Dimitri ne peut ni marcher ni se tenir assis sans aide
“Aujourd’hui, sur le plan de la socialisation, Dimitri a bien 13 ans. Mais, il est comme un enfant de 5 ans pour la parole, et entre 6 mois et 2 ans sur d’autres plans puisqu’il ne peut ni marcher ni se tenir assis sans aide” explique Cédric, son papa.
Quand on lui a diagnostiqué la maladie de Pelizaeus-Merzbacher (PMD), Dimitri avait 1 an. C’était au moment où sa mère Élodie et son oncle Sébastien découvraient eux aussi être touchés. La famille a déménagé afin de pouvoir aménager une chambre spéciale pour Dimitri : de grands rails au plafond permettent de le sortir de son lit, le déposer en douceur dans son fauteuil roulant, aux toilettes ou à la douche.
Dimitri a besoin de soins particuliers pour l’aider à grandir et limiter l’évolution de la maladie : kinésithérapie, psychomotricité, ergothérapie… Ses parents ont trouvé un Institut d’Éducation Motrice pas très loin de chez eux. Il y dort une fois par semaine, pour éviter la fatigue des trajets. Lorsqu’il rentre à la maison, il retrouve avec joie son petit frère Timéo, 5 ans, épargné par la maladie.
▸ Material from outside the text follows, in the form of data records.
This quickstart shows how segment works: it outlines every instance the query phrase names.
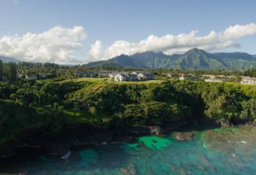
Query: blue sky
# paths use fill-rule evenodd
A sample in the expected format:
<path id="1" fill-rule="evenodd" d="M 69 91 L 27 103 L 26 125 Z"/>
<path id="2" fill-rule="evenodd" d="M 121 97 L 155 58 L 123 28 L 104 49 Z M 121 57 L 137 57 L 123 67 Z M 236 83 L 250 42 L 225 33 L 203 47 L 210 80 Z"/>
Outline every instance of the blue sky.
<path id="1" fill-rule="evenodd" d="M 88 62 L 114 56 L 115 54 L 110 53 L 110 51 L 113 50 L 108 47 L 111 47 L 116 41 L 139 43 L 151 35 L 158 37 L 167 34 L 178 36 L 181 34 L 189 34 L 195 30 L 197 31 L 197 36 L 204 36 L 208 35 L 211 31 L 219 33 L 224 31 L 229 26 L 255 23 L 255 7 L 256 1 L 252 0 L 1 0 L 0 2 L 1 23 L 0 44 L 1 39 L 3 43 L 3 37 L 7 36 L 12 36 L 11 39 L 13 40 L 15 34 L 22 37 L 27 32 L 38 34 L 56 26 L 66 29 L 80 26 L 83 29 L 80 32 L 85 33 L 86 39 L 71 41 L 72 43 L 80 44 L 80 47 L 65 50 L 68 53 L 63 53 L 62 56 L 60 56 L 59 59 L 62 59 L 61 61 L 59 61 L 57 58 L 50 58 L 54 56 L 53 54 L 47 55 L 49 57 L 47 61 L 56 63 L 72 62 L 72 58 L 75 58 L 75 60 Z M 254 28 L 254 26 L 251 28 Z M 18 37 L 18 36 L 16 36 Z M 91 45 L 94 44 L 97 40 L 99 40 L 101 52 L 99 53 L 99 50 L 97 50 L 97 54 L 93 52 L 95 55 L 94 54 L 89 55 L 88 52 L 91 50 Z M 202 46 L 202 48 L 206 48 L 209 52 L 242 51 L 256 54 L 255 47 L 256 34 L 254 32 L 230 40 L 238 43 L 240 47 L 234 47 L 237 44 L 233 44 L 227 46 L 227 44 L 225 47 L 218 46 L 216 48 L 210 48 L 207 45 Z M 37 41 L 38 39 L 36 42 Z M 4 41 L 5 45 L 7 42 Z M 23 42 L 20 42 L 19 44 L 21 44 L 20 43 Z M 123 43 L 121 44 L 123 44 Z M 128 44 L 125 43 L 125 44 Z M 47 50 L 48 46 L 43 46 L 44 44 L 42 44 L 44 50 Z M 197 46 L 197 44 L 195 45 L 195 47 Z M 58 45 L 58 47 L 61 46 Z M 56 48 L 58 47 L 56 46 Z M 122 49 L 118 49 L 116 52 L 124 52 L 128 55 L 132 53 L 131 51 L 132 46 L 129 47 L 131 47 L 129 50 L 124 50 L 124 47 L 121 47 Z M 192 47 L 191 44 L 189 47 Z M 170 54 L 175 52 L 182 52 L 189 47 L 186 46 L 183 50 L 176 47 L 172 50 L 161 50 L 163 47 L 159 47 L 153 51 L 165 51 Z M 2 48 L 5 47 L 2 47 Z M 33 49 L 36 50 L 31 48 Z M 143 51 L 147 49 L 144 47 L 138 50 Z M 39 59 L 38 56 L 34 55 L 34 55 L 30 55 L 29 54 L 32 52 L 31 50 L 22 52 L 20 50 L 14 50 L 13 48 L 6 50 L 8 52 L 0 52 L 0 54 L 24 60 Z M 45 51 L 45 52 L 49 52 Z M 29 58 L 26 56 L 28 55 L 29 55 L 27 56 Z M 102 55 L 109 56 L 103 58 Z M 64 56 L 69 58 L 66 60 L 63 58 Z"/>

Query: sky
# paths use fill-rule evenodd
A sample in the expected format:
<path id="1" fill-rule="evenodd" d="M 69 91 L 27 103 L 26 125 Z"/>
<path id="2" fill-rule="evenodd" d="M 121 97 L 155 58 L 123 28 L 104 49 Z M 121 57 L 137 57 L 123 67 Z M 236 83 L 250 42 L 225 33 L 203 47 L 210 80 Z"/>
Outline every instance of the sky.
<path id="1" fill-rule="evenodd" d="M 255 0 L 0 0 L 0 55 L 82 64 L 146 51 L 256 54 Z"/>

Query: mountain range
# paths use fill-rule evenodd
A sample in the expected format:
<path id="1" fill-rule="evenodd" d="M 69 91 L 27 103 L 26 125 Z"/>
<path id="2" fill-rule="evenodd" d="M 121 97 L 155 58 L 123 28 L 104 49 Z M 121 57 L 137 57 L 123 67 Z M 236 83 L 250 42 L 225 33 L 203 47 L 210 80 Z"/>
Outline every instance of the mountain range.
<path id="1" fill-rule="evenodd" d="M 0 56 L 4 63 L 20 61 Z M 203 50 L 193 48 L 184 54 L 165 55 L 162 52 L 145 52 L 132 55 L 121 55 L 107 61 L 91 62 L 85 67 L 119 67 L 135 69 L 244 69 L 256 67 L 256 55 L 246 52 L 209 53 Z"/>
<path id="2" fill-rule="evenodd" d="M 108 61 L 91 62 L 86 67 L 178 69 L 243 69 L 256 67 L 256 55 L 246 52 L 209 53 L 193 48 L 184 54 L 165 55 L 163 52 L 146 52 L 132 55 L 121 55 Z"/>

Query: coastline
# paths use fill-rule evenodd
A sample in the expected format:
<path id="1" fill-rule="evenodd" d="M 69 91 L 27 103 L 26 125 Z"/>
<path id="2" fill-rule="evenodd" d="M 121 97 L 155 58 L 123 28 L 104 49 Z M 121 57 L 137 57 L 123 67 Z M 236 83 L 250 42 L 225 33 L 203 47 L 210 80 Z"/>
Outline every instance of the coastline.
<path id="1" fill-rule="evenodd" d="M 69 124 L 54 133 L 48 133 L 47 128 L 26 130 L 16 140 L 0 145 L 0 159 L 12 157 L 17 149 L 38 149 L 45 150 L 53 156 L 64 156 L 69 149 L 105 144 L 117 144 L 148 134 L 161 135 L 189 126 L 198 122 L 198 129 L 233 127 L 234 125 L 255 126 L 255 122 L 241 122 L 232 123 L 216 122 L 213 120 L 200 119 L 181 121 L 162 126 L 112 126 L 109 128 L 97 128 L 89 124 Z"/>

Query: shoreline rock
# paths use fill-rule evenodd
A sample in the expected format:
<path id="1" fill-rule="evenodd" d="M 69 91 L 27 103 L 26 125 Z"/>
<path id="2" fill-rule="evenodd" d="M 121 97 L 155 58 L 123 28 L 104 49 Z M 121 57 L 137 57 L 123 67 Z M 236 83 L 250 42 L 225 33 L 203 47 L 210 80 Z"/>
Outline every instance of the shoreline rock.
<path id="1" fill-rule="evenodd" d="M 108 129 L 96 128 L 88 124 L 70 124 L 51 133 L 48 133 L 47 128 L 29 129 L 20 134 L 15 141 L 0 145 L 0 158 L 13 156 L 17 149 L 29 147 L 45 149 L 50 155 L 63 156 L 72 147 L 120 143 L 135 136 L 159 135 L 187 124 L 187 122 L 182 122 L 168 128 L 126 126 Z"/>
La maladie de Pelizaeus-Merzbacher (PMD)
Cette maladie génétique rare (1 enfant/100 000) de la famille des leucodystrophies se caractérise par un déficit permanent de myéline au niveau du cerveau.
Ses symptômes les plus courants :
• nystagmus pendulaire (mouvement oscillatoire involontaire des yeux),
• tremblement de la tête et hypotonie,
• retard de développement,
• spasticité (contraction des muscles),
• déficit intellectuel variable.
ELA lance un appel à projets scientifiques exceptionnel sur la PMD
La PMD est une maladie ultra-rare, il est donc quasiment impossible pour les chercheurs d’obtenir des financements publics ou privés de recherche.
Adeline Vanderver est spécialiste des leucodystrophies. Elle a contribué à mieux connaître une douzaine de formes de la maladie.
De nombreux espoirs pour les chercheurs
“Grâce à ces projets de recherche, nous pourrons tenter de définir et comprendre les outils pour mesurer les mutations génétiques des femmes porteuses de la maladie. On peut aussi espérer des avancées sur le traitement des difficultés des enfants touchés par la maladie et envisager notre réponse à ces besoins.”
Grâce à vos dons, ELA joue un rôle central, en particulier dans les premières étapes de la recherche sur les leucodystrophies.